Violation of condition (7) was alleged because appellant did not comply with the supervisor's instruction to pay $10 per *326 month toward the public defender's fee. There was no proof before the court to indicate whether appellant was able to pay the fee. Thus revocation on that ground was improper. Coxon v. State, 365 So.2d 1067 (Fla. 2d DCA 1979).

The warrant did not charge appellant with a violation of condition (11). Even had there been evidence that appellant had violated this condition, which there was not, his probation could not be revoked for a violation with which he was not charged. King v. State, 349 So.2d 738 (Fla. 2d DCA 1977).
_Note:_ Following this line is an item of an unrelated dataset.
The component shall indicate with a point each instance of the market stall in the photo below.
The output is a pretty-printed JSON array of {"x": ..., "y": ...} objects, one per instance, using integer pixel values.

The finding of a violation of condition (2), not reporting, is supported by substantial, competent evidence but is a technical violation on which we would normally reverse and remand for reconsideration. Tuff v. State, 338 So.2d 1335 (Fla. 2d DCA 1976). In Tuff, we were "uncertain whether the trial court would have revoked probation and imposed the sentence it did solely on that ground." 338 So.2d at 1336. Here, however, the trial judge made the following comment at the conclusion of the revocation hearing:

If he's guilty of 2 and not 7 and 11 I would give him the same sentence. If he's guilty of 7 and not 2 and 11 I would give him the same sentence. If he's guilty of 11 and not 2 and 7 I would give him the same sentence.

This comment makes the trial judge's position clear and obviates the necessity for remand under the Tuff rationale.

REMANDED for correction of the order of revocation of probation; otherwise AFFIRMED. Appellant need not be present for this purpose.

HOBSON, Acting C.J., and DANAHY, J., concur.